Step 3: Defining Principles and Tradeoffs

Principle 1: Analytical integrity > False precision

I avoided granular metrics until we aligned on stable definitions
Prioritized directional insight first, optimization later

Principle 2: Actionable scope over total coverage

We chose subsets of data to ignore completely to parse signal from noise
Metrics only applied to clearly scoped work teams could actually act on
- e.g. bugs categorized as "Unscheduled" or in "Backlog" would pollute analysis

Principle 3: Visibility over enforcement

We knew we would define SLAs (service-level agreements, or in short: expected time-to-resolve based on priority) as a part of this process. While we wanted to measure this, we made clear that these were guidelines.

SLAs were designed as trust-building signals, not performance weapons
Ownership stayed decentralized by allowing pod leads (PM + TL) to intake bugs, assign them to devs, and work them into sprint planning.

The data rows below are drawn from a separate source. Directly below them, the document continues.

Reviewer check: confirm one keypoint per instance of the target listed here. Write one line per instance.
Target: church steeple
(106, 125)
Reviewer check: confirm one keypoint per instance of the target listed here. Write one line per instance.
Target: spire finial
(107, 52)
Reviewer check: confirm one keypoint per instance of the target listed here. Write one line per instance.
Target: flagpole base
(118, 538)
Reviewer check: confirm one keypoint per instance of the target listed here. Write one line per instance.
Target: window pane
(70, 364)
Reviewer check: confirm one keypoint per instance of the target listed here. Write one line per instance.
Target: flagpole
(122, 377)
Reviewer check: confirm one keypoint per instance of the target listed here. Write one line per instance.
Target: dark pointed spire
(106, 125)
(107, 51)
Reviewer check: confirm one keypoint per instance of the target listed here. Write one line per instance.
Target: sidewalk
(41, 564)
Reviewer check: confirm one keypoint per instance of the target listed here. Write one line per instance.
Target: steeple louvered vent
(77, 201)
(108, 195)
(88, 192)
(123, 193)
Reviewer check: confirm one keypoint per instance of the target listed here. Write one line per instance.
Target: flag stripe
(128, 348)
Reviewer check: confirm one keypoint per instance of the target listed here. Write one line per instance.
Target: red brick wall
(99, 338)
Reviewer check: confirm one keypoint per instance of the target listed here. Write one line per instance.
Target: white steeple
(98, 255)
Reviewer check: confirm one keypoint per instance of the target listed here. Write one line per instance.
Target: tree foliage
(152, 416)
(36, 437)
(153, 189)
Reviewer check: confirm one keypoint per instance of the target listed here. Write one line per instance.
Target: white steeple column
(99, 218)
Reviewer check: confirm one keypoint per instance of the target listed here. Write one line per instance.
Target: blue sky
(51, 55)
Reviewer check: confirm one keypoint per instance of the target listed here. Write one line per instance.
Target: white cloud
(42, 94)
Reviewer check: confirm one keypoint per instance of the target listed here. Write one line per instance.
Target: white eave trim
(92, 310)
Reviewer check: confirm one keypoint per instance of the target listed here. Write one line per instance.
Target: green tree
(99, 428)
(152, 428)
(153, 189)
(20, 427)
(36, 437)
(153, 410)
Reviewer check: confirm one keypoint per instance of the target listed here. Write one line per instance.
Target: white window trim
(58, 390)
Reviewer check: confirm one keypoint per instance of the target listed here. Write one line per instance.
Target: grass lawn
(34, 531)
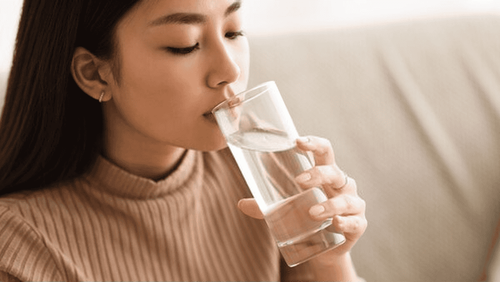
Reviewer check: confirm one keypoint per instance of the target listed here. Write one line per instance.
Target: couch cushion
(413, 111)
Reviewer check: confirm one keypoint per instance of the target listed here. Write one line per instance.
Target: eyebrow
(192, 18)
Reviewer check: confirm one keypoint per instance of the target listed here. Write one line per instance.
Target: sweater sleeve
(23, 254)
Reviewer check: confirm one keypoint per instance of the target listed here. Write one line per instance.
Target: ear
(91, 74)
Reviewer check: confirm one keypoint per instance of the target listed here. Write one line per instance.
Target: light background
(272, 16)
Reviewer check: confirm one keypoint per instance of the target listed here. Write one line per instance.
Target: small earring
(100, 97)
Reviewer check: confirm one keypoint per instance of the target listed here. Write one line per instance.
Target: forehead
(147, 11)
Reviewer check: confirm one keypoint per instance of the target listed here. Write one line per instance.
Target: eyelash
(233, 35)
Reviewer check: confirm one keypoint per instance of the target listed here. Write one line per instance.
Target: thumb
(249, 207)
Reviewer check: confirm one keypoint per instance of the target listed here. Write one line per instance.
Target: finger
(320, 147)
(350, 224)
(249, 207)
(323, 176)
(343, 205)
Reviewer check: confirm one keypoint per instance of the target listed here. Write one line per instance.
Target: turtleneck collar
(114, 180)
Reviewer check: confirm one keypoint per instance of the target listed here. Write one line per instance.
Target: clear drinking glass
(261, 136)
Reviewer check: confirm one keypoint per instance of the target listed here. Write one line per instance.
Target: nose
(224, 68)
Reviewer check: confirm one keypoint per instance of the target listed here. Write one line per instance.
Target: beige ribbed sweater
(113, 226)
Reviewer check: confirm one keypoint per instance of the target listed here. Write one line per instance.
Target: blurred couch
(413, 111)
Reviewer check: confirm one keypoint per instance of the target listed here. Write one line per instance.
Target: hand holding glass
(261, 136)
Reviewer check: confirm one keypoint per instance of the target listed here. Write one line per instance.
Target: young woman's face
(177, 60)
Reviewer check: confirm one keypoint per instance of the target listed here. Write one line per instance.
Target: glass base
(298, 251)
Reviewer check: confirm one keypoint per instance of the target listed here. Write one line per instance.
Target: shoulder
(23, 252)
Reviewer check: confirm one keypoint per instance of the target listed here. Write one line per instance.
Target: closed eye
(234, 34)
(183, 51)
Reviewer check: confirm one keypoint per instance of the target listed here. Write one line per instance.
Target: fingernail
(303, 139)
(317, 210)
(303, 177)
(340, 220)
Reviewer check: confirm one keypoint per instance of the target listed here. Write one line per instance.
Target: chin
(210, 142)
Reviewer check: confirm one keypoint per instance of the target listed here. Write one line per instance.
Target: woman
(111, 166)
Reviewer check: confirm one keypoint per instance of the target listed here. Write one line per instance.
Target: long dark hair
(50, 130)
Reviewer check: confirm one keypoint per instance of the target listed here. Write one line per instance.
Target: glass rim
(237, 97)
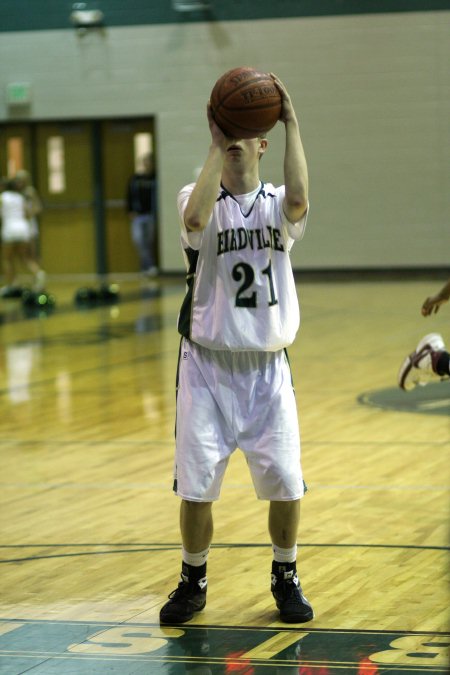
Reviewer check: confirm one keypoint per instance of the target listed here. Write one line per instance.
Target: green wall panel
(29, 15)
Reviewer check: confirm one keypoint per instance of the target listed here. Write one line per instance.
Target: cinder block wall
(371, 91)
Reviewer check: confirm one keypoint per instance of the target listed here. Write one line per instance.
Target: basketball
(245, 103)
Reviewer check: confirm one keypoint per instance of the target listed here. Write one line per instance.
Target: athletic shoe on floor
(293, 606)
(184, 601)
(419, 368)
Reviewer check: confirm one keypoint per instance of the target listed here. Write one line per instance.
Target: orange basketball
(245, 103)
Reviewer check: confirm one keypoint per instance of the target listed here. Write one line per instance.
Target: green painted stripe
(23, 15)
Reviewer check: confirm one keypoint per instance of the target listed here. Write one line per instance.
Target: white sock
(284, 554)
(194, 559)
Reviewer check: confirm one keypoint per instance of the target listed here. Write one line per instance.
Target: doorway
(81, 170)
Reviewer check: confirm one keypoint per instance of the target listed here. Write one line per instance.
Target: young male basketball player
(430, 360)
(234, 386)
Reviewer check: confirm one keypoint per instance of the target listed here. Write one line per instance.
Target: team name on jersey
(240, 238)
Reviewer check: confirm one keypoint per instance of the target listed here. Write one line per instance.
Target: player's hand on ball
(287, 109)
(217, 134)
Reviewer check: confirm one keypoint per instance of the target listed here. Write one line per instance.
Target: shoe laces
(185, 589)
(288, 584)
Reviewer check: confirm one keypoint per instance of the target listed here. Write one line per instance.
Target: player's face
(245, 150)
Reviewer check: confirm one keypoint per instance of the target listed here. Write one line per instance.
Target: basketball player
(234, 386)
(430, 360)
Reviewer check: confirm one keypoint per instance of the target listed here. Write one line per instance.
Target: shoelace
(183, 590)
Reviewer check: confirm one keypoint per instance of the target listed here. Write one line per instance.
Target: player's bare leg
(196, 525)
(284, 518)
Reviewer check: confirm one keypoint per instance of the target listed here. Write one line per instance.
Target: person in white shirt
(234, 384)
(16, 236)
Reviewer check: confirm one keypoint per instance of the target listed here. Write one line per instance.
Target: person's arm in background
(433, 303)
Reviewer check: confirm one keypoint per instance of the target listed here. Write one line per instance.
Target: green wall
(28, 15)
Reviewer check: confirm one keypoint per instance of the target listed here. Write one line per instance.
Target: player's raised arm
(201, 202)
(295, 166)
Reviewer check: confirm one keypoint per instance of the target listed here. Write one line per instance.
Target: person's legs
(284, 518)
(196, 525)
(140, 233)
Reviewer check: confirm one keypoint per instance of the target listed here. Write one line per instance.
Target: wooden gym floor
(89, 526)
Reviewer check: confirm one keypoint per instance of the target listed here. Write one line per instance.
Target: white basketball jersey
(241, 291)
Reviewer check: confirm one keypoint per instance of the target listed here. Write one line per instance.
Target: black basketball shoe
(286, 589)
(184, 601)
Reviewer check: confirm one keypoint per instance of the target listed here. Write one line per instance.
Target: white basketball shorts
(228, 400)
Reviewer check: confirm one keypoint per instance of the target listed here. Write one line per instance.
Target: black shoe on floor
(286, 589)
(184, 601)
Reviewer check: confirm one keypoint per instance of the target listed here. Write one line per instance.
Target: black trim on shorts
(184, 319)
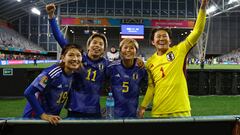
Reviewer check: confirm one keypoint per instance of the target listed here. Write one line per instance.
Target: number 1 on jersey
(162, 70)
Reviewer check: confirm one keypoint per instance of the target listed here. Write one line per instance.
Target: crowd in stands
(229, 58)
(11, 38)
(23, 56)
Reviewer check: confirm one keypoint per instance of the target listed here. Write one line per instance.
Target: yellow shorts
(176, 114)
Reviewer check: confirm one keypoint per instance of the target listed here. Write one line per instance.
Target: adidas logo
(117, 75)
(59, 86)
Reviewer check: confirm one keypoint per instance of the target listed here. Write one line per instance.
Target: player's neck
(161, 52)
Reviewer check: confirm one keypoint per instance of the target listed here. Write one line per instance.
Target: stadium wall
(196, 125)
(200, 82)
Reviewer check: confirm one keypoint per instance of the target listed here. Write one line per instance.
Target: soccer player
(47, 94)
(167, 86)
(88, 83)
(125, 80)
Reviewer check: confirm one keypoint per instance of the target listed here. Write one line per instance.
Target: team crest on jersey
(100, 66)
(170, 56)
(151, 66)
(43, 81)
(135, 76)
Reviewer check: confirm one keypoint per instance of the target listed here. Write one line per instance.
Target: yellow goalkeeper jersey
(167, 85)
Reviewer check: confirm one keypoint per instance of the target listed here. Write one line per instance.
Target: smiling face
(128, 49)
(71, 58)
(161, 40)
(96, 47)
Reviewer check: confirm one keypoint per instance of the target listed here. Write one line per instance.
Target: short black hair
(70, 46)
(168, 30)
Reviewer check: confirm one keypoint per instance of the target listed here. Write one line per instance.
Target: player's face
(128, 51)
(161, 40)
(72, 60)
(96, 48)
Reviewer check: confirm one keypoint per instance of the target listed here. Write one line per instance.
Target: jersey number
(125, 87)
(62, 97)
(162, 70)
(89, 74)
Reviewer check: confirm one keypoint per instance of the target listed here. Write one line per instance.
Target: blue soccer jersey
(125, 86)
(88, 83)
(48, 92)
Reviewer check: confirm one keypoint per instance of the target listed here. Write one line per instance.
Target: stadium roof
(11, 9)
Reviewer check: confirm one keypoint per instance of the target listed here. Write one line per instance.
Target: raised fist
(50, 8)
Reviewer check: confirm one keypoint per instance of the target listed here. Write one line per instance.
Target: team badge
(43, 81)
(101, 66)
(170, 56)
(135, 76)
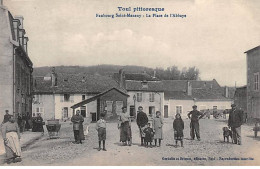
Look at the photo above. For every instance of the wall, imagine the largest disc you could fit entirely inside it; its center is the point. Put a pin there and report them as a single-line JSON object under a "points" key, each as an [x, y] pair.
{"points": [[158, 101], [59, 105], [221, 105], [6, 65], [47, 103], [186, 107], [253, 102]]}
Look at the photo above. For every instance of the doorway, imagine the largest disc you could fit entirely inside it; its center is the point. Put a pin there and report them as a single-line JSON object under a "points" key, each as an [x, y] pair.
{"points": [[132, 111], [165, 111], [152, 110], [83, 111]]}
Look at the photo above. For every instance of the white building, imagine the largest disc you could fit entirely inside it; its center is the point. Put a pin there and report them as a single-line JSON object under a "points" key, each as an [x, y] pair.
{"points": [[54, 94]]}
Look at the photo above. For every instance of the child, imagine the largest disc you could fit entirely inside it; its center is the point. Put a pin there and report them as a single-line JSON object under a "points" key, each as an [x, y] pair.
{"points": [[148, 135], [101, 128], [157, 126], [178, 127]]}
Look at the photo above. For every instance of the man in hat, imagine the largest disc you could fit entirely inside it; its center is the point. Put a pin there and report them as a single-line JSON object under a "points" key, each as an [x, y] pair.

Principle 4: System Clarity > New tooling > new process

Simplified priority taxonomy
Reduced dimensionality to improve adoption
Reduced meetings, eliminated interim owners from process, consolidated Slack channels for communications

Principle 5: Data Visualization was our Primary Tool

In 2-3 stages, I defined schema needs, event histories, and derived metrics up front
- Worked closely with data engineering and analysts to understand what was possible
Prototyped analysis before we built pipelines
- It started with exports and spreadsheets, but continued as we defined prioriteis in tandem.
- In between data building pipelines into our Looker model, I wrote gnarly SQL queries and learned LookML to mock up what dashboards would be helpful to all teams: from the tech support that reported to the pods that resolved.